Wrote a whole thing about this movie as a metaphor for being a filmmaker, which I think is apt: controlling all these moving parts, herding all these people including caterers, performers, set dressers, and more, to execute a single vision, treated as a mere functionary by the money people even though they can't do what you do. But is that why I love this movie? Or do I just genuinely adore a sumptuous visual feast, the ostentation essential to the narrative and its milieu, especially when contrasted with the petty, shallow crudeness of the audience it's all meant for? Can't I just love the history or the romance of it, never mind whether or not it has something More To Say about living authentically or about making movies? Can't I just say, "It's pretty and I like it!"? Well, I guess none of that's mutually exclusive, and I certainly feel everything I just said about the movie. This one surprised me with how much I was into it.
Traffic
release: December 27
wins: Best Director, Best Supporting Actor (Benicio Del Toro), Best Adapted Screenplay, Best Film Editing (Stephen Mirrione)
nominations: Best Picture
dir: Steven Soderbergh
pr: Laura Bickford / Marshall Herskovitz / Edward Zwick
scr: Stephen Gaghan, from the British miniseries Traffik by Simon Moore
cin: Steven Soderbergh (as Peter Andrews)
A look at the drug trade as seen by users, dealers, manufacturers, and the politicians and lawmen both fighting against and benefiting from it all.
We'll definitely get into this one more as we talk Oscars.
Shadow of the Vampire
release: December 29
nominations: Best Supporting Actor (Willem Dafoe), Best Makeup (Ann Buchanan / Amber Sibley)
dir: E. Elias Merhige
pr: Nicolas Cage / Jeff Levine
scr: Steven Katz
cin: Lou Bogue
To ensure authenticity for his 1922 film Nosferatu, director F.W. Murnau hires obscure actor Max Schreck, a real vampire with a long-unsatiated thirst...
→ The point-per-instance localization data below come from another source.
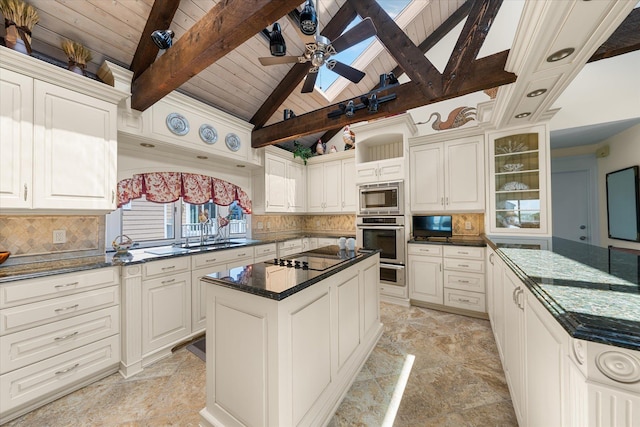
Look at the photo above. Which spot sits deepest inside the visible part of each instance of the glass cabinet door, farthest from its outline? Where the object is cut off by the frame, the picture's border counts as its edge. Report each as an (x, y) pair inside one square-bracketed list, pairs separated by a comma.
[(518, 187)]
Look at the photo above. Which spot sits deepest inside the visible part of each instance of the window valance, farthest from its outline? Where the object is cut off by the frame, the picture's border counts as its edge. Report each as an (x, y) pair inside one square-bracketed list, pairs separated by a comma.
[(166, 187)]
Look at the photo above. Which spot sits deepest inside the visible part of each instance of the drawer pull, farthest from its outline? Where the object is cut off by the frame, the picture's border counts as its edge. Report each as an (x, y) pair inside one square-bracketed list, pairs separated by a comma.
[(71, 307), (64, 371), (66, 337), (66, 286)]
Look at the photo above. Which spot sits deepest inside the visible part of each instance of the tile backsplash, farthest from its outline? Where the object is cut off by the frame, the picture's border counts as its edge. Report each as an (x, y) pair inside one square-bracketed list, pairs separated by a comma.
[(33, 235)]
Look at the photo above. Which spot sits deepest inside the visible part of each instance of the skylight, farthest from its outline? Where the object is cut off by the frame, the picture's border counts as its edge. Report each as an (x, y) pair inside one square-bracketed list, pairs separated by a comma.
[(327, 78)]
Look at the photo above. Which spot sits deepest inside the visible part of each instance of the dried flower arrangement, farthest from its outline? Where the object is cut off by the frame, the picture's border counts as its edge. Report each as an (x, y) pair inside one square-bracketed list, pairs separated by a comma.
[(19, 20), (77, 54)]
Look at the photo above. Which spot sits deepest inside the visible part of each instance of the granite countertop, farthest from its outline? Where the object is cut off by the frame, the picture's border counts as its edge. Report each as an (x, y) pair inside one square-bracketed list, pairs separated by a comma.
[(452, 241), (9, 273), (593, 292), (278, 282)]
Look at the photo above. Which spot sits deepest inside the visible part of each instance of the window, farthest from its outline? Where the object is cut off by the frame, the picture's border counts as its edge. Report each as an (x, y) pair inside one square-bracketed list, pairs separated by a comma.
[(154, 224)]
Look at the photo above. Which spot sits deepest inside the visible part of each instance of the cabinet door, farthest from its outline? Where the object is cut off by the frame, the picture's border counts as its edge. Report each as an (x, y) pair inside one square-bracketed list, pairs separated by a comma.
[(427, 178), (332, 186), (425, 279), (275, 184), (296, 185), (514, 362), (16, 127), (464, 169), (349, 188), (315, 185), (75, 150), (166, 308)]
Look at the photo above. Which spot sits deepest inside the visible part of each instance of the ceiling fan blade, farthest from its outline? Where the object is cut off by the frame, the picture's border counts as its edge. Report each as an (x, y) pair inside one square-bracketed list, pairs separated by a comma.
[(276, 60), (310, 81), (346, 71), (362, 31)]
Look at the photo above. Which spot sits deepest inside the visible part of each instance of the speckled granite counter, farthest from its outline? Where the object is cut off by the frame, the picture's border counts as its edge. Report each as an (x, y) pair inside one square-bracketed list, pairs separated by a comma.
[(593, 292), (253, 278)]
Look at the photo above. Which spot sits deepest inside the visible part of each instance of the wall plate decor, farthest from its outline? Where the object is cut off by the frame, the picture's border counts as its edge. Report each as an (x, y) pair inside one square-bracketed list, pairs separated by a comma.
[(233, 141), (177, 124), (208, 134)]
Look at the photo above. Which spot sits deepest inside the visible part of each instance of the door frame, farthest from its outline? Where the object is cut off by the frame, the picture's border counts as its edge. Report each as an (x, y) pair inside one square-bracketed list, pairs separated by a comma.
[(589, 164)]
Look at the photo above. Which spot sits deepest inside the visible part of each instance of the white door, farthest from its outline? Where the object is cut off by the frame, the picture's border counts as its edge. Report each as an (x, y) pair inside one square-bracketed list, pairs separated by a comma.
[(573, 199)]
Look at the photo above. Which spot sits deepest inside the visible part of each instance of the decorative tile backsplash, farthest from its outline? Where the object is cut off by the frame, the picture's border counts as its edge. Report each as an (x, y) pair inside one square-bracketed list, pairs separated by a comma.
[(33, 235)]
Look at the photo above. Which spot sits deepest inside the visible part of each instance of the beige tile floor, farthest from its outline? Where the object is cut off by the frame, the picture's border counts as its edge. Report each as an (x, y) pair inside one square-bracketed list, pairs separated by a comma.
[(456, 380)]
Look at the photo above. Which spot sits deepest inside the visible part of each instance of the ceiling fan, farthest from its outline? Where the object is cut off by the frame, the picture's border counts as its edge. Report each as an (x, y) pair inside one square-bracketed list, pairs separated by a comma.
[(322, 49)]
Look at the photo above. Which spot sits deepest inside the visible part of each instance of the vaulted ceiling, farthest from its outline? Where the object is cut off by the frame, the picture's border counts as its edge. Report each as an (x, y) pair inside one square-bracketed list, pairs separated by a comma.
[(217, 44)]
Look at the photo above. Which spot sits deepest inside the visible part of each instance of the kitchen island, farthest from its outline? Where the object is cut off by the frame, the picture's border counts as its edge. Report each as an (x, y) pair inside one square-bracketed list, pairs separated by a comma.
[(286, 338)]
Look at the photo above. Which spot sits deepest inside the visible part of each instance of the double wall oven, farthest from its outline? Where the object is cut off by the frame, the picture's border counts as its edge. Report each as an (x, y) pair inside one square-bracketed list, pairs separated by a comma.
[(380, 225)]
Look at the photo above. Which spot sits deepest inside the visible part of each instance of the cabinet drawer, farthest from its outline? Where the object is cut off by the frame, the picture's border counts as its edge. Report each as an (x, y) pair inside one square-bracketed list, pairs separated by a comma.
[(464, 265), (38, 313), (32, 290), (167, 266), (216, 257), (464, 281), (429, 250), (36, 344), (466, 252), (463, 299), (30, 383)]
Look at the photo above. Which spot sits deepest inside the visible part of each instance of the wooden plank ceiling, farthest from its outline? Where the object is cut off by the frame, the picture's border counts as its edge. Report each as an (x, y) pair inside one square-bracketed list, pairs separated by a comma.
[(217, 45)]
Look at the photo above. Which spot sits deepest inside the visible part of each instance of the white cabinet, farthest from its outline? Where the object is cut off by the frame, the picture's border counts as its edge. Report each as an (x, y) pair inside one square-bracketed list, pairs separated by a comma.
[(518, 183), (57, 333), (380, 171), (448, 175), (425, 273), (285, 185), (324, 187), (59, 131)]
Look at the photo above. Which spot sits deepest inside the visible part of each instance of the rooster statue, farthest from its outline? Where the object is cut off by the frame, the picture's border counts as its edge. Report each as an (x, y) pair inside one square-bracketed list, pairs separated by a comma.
[(349, 138), (457, 118)]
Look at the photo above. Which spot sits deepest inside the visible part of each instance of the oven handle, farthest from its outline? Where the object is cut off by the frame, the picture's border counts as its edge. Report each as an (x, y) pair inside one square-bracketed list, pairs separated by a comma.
[(392, 266)]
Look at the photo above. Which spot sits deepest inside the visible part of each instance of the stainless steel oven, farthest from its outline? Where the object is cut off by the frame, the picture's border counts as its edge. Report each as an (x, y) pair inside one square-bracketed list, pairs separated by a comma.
[(381, 199), (385, 233)]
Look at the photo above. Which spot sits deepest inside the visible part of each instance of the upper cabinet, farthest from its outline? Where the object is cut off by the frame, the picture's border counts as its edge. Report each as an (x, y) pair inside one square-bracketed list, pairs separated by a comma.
[(382, 147), (447, 175), (518, 170), (59, 130)]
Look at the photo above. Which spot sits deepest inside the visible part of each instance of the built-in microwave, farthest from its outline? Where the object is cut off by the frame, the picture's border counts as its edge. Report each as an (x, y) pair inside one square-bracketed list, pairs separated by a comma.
[(382, 199)]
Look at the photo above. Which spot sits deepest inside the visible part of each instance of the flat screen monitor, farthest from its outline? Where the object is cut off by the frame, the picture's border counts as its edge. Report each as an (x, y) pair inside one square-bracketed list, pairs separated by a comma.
[(425, 226)]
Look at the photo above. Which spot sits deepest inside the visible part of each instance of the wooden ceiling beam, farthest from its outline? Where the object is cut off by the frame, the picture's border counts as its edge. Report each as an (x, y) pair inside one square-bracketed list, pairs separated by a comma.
[(160, 18), (420, 70), (471, 38), (485, 73), (333, 29), (625, 39), (225, 27)]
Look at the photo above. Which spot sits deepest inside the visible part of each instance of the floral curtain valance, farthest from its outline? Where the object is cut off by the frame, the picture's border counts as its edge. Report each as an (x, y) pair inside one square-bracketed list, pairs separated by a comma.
[(166, 187)]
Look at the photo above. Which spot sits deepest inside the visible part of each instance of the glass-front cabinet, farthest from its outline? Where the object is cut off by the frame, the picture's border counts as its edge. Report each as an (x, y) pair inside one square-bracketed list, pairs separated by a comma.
[(518, 185)]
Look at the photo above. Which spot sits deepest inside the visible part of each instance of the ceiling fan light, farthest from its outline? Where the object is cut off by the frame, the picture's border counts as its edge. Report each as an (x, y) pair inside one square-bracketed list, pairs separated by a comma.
[(277, 44), (163, 38), (308, 19)]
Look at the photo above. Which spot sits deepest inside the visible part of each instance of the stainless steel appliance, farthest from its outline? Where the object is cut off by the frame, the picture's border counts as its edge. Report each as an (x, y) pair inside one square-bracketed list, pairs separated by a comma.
[(387, 234), (382, 199)]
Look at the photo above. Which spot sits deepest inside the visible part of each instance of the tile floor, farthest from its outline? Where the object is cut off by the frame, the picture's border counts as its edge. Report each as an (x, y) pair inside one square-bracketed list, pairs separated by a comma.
[(456, 380)]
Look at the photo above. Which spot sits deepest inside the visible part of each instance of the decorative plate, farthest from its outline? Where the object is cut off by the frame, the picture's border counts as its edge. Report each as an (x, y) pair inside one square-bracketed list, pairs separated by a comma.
[(208, 134), (177, 124), (514, 185), (233, 141)]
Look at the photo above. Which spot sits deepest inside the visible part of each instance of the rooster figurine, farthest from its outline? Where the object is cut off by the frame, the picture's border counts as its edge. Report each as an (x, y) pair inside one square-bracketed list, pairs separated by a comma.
[(349, 138), (457, 118)]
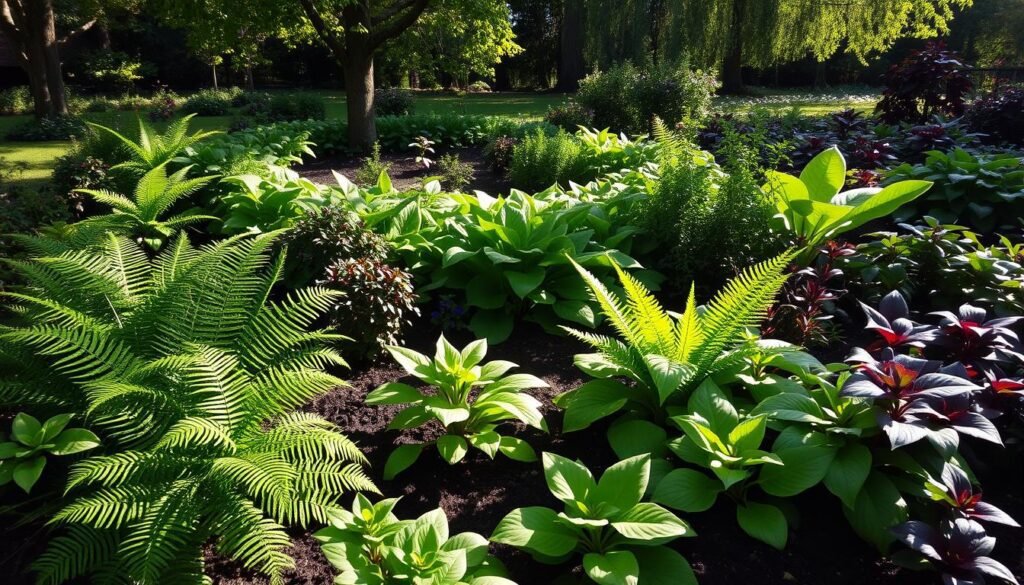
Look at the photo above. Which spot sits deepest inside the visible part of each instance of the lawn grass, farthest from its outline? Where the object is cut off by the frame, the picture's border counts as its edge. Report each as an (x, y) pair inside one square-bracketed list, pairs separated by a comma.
[(41, 156)]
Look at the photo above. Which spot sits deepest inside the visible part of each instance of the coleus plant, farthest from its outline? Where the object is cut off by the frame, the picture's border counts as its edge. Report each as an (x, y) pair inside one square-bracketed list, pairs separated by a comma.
[(472, 399), (920, 399), (24, 457), (812, 209), (620, 536), (371, 546), (955, 490), (958, 549)]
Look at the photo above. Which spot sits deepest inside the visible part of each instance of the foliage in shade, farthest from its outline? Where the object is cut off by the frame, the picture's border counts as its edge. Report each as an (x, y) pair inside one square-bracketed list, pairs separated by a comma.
[(190, 376)]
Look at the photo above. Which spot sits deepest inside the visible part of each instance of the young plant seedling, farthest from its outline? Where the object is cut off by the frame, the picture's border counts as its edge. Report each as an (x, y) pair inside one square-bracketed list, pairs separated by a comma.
[(371, 546), (24, 458), (620, 536), (472, 400)]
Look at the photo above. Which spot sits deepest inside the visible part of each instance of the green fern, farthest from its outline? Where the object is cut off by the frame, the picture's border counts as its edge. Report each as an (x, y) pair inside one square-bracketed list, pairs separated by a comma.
[(155, 150), (190, 376), (665, 356)]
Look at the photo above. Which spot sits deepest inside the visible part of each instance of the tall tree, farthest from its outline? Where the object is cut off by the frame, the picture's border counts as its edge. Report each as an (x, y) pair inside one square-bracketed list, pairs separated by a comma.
[(31, 28)]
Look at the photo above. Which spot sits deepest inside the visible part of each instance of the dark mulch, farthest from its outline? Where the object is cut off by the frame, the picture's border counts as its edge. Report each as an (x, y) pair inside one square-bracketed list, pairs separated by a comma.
[(407, 173)]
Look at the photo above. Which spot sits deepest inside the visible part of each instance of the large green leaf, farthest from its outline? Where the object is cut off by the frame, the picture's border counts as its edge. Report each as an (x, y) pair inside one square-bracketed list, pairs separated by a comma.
[(538, 530), (687, 490), (615, 568), (763, 521), (591, 402), (824, 175), (848, 472), (649, 521), (662, 566), (624, 484), (803, 467)]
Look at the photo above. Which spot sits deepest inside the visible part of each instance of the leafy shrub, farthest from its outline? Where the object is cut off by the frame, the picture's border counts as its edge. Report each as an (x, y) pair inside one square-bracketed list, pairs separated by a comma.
[(24, 457), (184, 367), (569, 116), (208, 102), (472, 399), (305, 106), (252, 203), (455, 174), (541, 160), (702, 220), (930, 81), (982, 192), (940, 265), (372, 167), (811, 209), (49, 128), (499, 153), (999, 114), (392, 101), (372, 545), (620, 536), (333, 248), (15, 100), (626, 98)]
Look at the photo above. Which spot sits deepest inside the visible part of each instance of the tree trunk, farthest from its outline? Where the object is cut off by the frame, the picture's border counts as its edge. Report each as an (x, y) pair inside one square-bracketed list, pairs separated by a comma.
[(54, 76), (359, 97), (820, 77), (570, 63), (732, 66)]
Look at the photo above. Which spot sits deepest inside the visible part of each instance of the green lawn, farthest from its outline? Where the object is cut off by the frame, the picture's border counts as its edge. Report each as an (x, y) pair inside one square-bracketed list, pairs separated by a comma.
[(40, 156)]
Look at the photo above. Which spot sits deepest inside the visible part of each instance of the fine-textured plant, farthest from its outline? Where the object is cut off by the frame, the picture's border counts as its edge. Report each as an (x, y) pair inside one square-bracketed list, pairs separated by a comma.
[(154, 150), (189, 376), (619, 535), (472, 400), (664, 356), (24, 457), (371, 546)]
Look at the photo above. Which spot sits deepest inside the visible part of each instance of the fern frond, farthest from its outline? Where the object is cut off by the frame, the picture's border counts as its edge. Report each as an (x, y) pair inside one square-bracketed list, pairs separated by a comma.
[(80, 550)]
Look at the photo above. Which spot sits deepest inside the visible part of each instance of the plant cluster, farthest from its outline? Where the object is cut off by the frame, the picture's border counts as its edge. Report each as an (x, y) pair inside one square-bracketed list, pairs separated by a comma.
[(472, 399), (627, 97), (978, 191), (930, 81)]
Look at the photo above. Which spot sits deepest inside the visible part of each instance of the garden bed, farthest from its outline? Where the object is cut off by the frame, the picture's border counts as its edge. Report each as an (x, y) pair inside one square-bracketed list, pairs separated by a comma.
[(477, 493)]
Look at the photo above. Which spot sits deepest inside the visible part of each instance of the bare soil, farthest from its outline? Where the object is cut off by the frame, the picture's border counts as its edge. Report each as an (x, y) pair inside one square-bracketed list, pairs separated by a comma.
[(406, 173)]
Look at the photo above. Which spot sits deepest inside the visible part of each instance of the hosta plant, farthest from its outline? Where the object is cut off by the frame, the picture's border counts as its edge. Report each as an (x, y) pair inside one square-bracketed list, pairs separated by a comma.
[(190, 377), (659, 357), (472, 400), (811, 209), (958, 549), (620, 536), (24, 457), (371, 546), (737, 463)]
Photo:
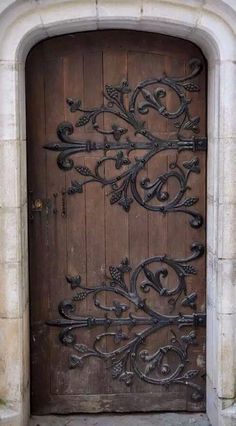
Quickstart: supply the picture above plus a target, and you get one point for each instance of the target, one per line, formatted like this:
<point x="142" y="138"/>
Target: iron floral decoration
<point x="125" y="187"/>
<point x="124" y="361"/>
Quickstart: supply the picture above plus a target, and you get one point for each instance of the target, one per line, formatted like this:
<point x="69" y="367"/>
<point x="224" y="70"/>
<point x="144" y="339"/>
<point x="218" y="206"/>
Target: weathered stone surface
<point x="169" y="419"/>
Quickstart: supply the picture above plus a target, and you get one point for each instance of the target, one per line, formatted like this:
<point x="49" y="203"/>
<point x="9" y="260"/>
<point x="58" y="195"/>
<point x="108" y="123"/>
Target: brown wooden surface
<point x="93" y="234"/>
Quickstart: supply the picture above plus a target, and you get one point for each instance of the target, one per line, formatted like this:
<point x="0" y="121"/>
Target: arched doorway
<point x="117" y="229"/>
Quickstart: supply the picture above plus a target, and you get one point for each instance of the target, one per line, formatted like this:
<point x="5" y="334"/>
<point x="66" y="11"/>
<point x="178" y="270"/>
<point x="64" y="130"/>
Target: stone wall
<point x="211" y="25"/>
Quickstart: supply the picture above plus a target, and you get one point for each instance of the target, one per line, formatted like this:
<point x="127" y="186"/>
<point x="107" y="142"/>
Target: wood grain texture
<point x="84" y="234"/>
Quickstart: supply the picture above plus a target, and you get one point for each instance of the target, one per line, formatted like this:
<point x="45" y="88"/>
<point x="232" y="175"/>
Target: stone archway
<point x="212" y="28"/>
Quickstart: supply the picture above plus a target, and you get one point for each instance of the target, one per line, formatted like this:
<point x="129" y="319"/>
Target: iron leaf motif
<point x="125" y="187"/>
<point x="129" y="359"/>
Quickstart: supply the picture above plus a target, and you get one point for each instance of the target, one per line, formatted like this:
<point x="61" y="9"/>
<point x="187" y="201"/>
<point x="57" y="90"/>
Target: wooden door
<point x="116" y="126"/>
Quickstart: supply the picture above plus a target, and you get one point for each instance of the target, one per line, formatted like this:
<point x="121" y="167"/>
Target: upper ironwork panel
<point x="125" y="187"/>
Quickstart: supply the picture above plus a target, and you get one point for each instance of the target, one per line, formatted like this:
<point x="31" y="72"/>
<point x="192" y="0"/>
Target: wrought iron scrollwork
<point x="125" y="187"/>
<point x="130" y="358"/>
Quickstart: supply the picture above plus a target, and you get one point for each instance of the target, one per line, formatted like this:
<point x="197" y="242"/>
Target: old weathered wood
<point x="84" y="234"/>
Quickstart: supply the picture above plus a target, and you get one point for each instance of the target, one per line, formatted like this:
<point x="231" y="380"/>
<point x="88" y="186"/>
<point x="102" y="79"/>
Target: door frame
<point x="22" y="26"/>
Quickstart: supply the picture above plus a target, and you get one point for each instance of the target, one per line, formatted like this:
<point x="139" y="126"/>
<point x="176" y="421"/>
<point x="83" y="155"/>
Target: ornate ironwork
<point x="144" y="97"/>
<point x="130" y="358"/>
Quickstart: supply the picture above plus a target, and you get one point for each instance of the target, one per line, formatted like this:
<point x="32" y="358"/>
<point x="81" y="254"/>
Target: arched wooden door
<point x="116" y="132"/>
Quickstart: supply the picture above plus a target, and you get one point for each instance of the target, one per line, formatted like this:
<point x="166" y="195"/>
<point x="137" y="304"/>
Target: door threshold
<point x="151" y="419"/>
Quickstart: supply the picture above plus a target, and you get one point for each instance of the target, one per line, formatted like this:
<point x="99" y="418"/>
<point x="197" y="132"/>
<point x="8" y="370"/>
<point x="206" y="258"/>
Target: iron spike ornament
<point x="126" y="187"/>
<point x="130" y="356"/>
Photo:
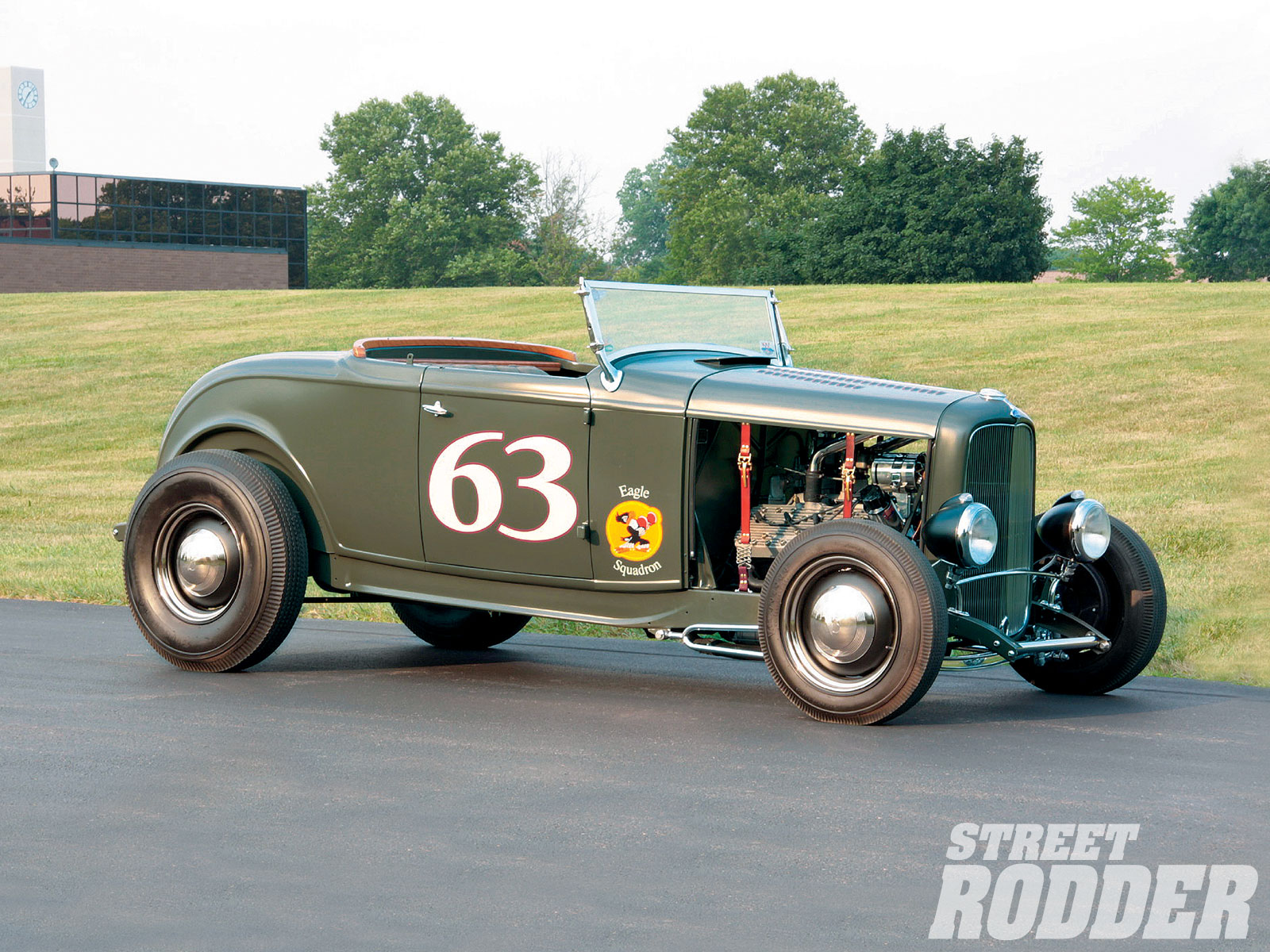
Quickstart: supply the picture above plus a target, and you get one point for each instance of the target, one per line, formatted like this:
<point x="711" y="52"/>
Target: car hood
<point x="795" y="397"/>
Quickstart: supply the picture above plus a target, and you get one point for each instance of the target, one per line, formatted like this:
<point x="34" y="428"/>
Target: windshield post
<point x="610" y="376"/>
<point x="625" y="319"/>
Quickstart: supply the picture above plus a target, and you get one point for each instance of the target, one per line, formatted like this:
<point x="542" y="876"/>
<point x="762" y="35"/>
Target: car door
<point x="503" y="460"/>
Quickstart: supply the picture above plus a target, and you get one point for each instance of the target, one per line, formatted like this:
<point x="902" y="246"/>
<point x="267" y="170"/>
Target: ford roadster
<point x="856" y="535"/>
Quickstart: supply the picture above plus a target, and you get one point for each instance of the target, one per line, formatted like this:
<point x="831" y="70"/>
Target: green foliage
<point x="416" y="187"/>
<point x="747" y="171"/>
<point x="1121" y="232"/>
<point x="924" y="209"/>
<point x="1227" y="234"/>
<point x="565" y="240"/>
<point x="645" y="230"/>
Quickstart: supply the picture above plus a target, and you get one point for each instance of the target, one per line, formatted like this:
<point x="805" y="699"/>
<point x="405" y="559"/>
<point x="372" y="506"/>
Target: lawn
<point x="1153" y="399"/>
Watching this reminded me of reading Lobster Alice, about a Disney animator in love with his secretary during production on Alice in Wonderland, his world turned upside-down by the brief creative involvement of Salvador Dali. I thought of that play because I think I would have loved reading this as a play in high school. As a movie, it's a one-gag sketch stretched beyond its abilities. There are not very many places for it to go after the initial This Guy's Weird! jokes, which explains why it forces history to bloodily conform to its fantasy. It can't even get its stylized title cards and transitional irising-in/out to be consistent, the sizes are all wrong!
Chunhyang
release: December 31
dir: Im Kwon-taek
pr: Lee Tae-won
scr: Cho Sang-hyun / Kang Hye-yun / Kim Myung-gon
cin: Jung Il-seon
A nobleman's son and a concubine's daughter fall in love.
The source material for the film is a popular pansori, traditionally performed by a singer and a drummer. So is this movie: the entire thing is narrated by the pansori singer Cho Sang-hyun, the drum beating like the lovers' hearts throughout, and occasionally we even see the singer and drummer on a modern stage - the entire first five minutes are just the two of them together, before getting into the "proper" narrative. What more can you ask for in a film: two beautiful leads, gorgeous pastoral photography, a sensual, sweaty honeymoon sequence, political intrigue, class division, mistaken identity, plots and counter-plots, and, spoiler alert, love triumphant? A rewarding end to my 2000 film marathon.
Now that the year is over...the awards can begin! Starting tomorrow, we're looking at the Oscar films of the year 2000, as nominated by the Academy in the year 2001!